Guerrilla Marketing was invented around the mid 60’s in the US first as a strategy of attack and attrition and the term “guerrilla marketing” referred to the then held dispute about the guerrilla tactics used in the Vietnam war. Since then guerrilla marketing has become a popular practice especially for small and financially weak companies as it promises maximum attention with a minimum capital invested.
Significantly, Ito did not only apply guerrilla marketing tactics but created a fictional tool for guerrilla communication activities: a computer specifically designed for hacking.

Explaining the term

But what do I exactly mean by this catchy term communication guerrilla, which art projects and activities can be summarised under this idea in a meaningful way?

Starting with the semiotic roots of the composite term, the word ‘communication’ implicates ‘the act of communicating; transmission; the exchange of thoughts, messages, or information, as by speech, signals, writing, or behaviour’, whereas the term ‘communications’ stands for ‘a means of communicating, like a system, such as mail, telephone, or television, for sending and receiving messages or a network of routes for sending messages and transporting troops and supplies’.

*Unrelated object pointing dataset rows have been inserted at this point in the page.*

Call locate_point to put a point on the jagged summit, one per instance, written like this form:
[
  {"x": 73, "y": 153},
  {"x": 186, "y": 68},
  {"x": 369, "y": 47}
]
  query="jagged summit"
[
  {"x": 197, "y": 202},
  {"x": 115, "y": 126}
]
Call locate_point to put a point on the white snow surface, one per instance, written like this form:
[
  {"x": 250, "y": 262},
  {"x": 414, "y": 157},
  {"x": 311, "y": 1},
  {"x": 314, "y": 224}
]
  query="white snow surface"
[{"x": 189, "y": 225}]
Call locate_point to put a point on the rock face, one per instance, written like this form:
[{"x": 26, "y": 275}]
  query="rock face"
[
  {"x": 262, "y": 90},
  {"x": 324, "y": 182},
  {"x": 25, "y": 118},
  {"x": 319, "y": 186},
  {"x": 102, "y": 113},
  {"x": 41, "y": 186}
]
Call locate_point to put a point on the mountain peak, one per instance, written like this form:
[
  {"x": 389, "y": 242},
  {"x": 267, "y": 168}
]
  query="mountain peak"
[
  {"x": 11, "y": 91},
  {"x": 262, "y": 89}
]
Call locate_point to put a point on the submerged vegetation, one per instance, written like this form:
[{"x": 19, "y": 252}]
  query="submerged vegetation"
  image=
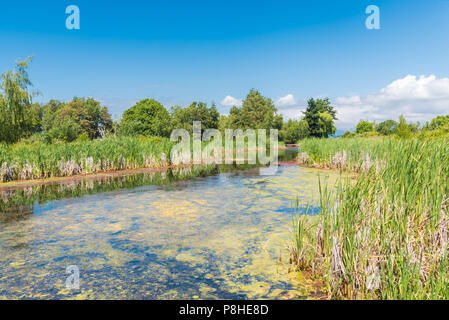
[{"x": 385, "y": 234}]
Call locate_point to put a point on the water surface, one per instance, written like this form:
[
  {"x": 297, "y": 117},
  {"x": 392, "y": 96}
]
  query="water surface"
[{"x": 222, "y": 236}]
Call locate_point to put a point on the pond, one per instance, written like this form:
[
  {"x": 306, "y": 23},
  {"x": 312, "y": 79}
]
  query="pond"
[{"x": 222, "y": 235}]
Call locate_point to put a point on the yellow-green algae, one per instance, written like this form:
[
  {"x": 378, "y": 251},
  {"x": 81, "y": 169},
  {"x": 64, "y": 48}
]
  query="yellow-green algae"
[{"x": 223, "y": 236}]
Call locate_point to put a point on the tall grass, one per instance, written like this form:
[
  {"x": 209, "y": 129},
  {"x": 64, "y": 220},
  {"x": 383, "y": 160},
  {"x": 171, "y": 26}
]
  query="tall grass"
[
  {"x": 23, "y": 161},
  {"x": 384, "y": 235}
]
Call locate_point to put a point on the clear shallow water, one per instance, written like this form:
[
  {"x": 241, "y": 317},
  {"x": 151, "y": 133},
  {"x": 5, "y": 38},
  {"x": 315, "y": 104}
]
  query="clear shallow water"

‘Guerrilla’ means ‘an irregular, usually indigenous military or paramilitary unit operating in small bands in occupied territory to harass and undermine the enemy, as by surprise raids.’

Connecting both terms, the ‘Communication Guerrilla’ term describes an irregular, aggressive unit, operating with the help of communications and media to harass and undermine the power of the enemy who occupies (public) territory.

In the younger past, a huge number of strong media projects have been realised that make use of guerrilla tactics in order to intrude on social, political, economic or communication systems, and to infiltrate, misuse and alter them finally. Intrusion is usually achieved by hacking the borders of the respective system, and here the term ‘hacking’ is used regarding to its both meanings, which are ‘to break up the surface’ and ‘to gain access to a system or network illegally or without authorisation’.

Particularly in media culture, political activism and art melt into one another due to the quality of the Internet serving as a distribution channel both for information and for art, and its ability to connect communities of artists and activists globally. Internet is fiercely embattled public territory that after some initial moments of cultural and legal liberty progressively was understood by entrepreneurship and the global market leaders as economic space where the old juridical and capitalist system should be applied.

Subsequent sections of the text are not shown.